# combregar amb rodes de molí



## Azzurra

Hole de nuevo, otra duda (y prometo que será la última... del día  ). En la misma novela he encontrado este dicho -creo- que dice :"combregar amb rodes de molí"... He ipotizado que sea algo come estar loco, como Don Quijote...  Pero me temo que necesito vuestra ayuda... ¡Gracias!


----------



## TraductoraPobleSec

Ecco, Azzurra: Combregar.


----------



## Antpax

Hola Azzurra:

El enllaç que ens ha donat la Tradu és perfecte. A més, et poso altre en castellà.

Salut.

Ant


----------



## Azzurra

¡Gracias! Estaba totalmente equivocada... Ahora lo veo claro, ¡gracias por los enlaces!


----------



## Azzurra

Antes de liberaros, me surgio otra duda... Entonces, en un molino ¿una _roda_ es sinónimo de una _mola_?  Me parece entender que sí...


----------



## ernest_

No soy experto en molinos, pero en mi opinión la _mola_ es la parte del molino que muele, es como una rueda de piedra que da vueltas sobre otra piedra estática.
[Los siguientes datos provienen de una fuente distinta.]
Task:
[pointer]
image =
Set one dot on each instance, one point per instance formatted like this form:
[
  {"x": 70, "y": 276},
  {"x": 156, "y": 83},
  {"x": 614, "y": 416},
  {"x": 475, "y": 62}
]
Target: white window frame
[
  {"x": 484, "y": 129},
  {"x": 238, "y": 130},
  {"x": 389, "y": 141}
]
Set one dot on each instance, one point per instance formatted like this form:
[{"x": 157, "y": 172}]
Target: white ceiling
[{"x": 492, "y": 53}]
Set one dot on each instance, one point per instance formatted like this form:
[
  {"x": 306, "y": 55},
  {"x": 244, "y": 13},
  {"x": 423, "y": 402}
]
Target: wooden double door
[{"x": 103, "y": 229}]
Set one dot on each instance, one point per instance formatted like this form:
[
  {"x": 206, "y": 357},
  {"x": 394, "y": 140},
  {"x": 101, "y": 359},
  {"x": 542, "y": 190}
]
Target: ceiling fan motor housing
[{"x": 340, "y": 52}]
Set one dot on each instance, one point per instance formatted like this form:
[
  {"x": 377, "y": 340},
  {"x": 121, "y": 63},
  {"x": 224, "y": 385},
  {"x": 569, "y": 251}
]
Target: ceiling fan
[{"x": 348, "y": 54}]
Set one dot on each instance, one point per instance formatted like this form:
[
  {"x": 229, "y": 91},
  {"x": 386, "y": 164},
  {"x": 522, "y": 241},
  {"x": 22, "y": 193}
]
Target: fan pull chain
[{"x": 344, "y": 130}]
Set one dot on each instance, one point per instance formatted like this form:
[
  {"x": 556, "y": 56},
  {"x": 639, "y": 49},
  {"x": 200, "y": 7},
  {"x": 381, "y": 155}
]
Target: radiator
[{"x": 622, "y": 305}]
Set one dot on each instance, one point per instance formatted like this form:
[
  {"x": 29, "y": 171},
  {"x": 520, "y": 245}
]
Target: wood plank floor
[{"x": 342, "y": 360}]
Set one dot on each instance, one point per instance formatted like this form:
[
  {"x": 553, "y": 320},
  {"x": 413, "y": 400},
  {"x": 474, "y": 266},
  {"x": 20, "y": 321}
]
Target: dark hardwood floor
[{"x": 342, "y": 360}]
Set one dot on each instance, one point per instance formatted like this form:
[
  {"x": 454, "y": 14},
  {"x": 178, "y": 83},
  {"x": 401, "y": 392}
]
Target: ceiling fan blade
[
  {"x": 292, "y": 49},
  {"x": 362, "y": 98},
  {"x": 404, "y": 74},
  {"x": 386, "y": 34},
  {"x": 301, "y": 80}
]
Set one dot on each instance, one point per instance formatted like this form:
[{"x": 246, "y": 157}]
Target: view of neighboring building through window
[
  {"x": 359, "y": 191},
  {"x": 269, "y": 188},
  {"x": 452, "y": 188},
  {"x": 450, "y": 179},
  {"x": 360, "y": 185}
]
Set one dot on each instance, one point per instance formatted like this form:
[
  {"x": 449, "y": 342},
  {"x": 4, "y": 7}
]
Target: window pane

Pero en esta frase _roda_ creo que se refiere a las aspas del molino y no a la _mola_.


----------



## RIU

Hola, 

No pas, Ernest, la roda de molí és la mola.


----------



## ernest_

RIU said:


> Hola,
> 
> No pas, Ernest, la roda de molí és la mola.



Ah, d'acord... ja he dit que no era un expert en molins


----------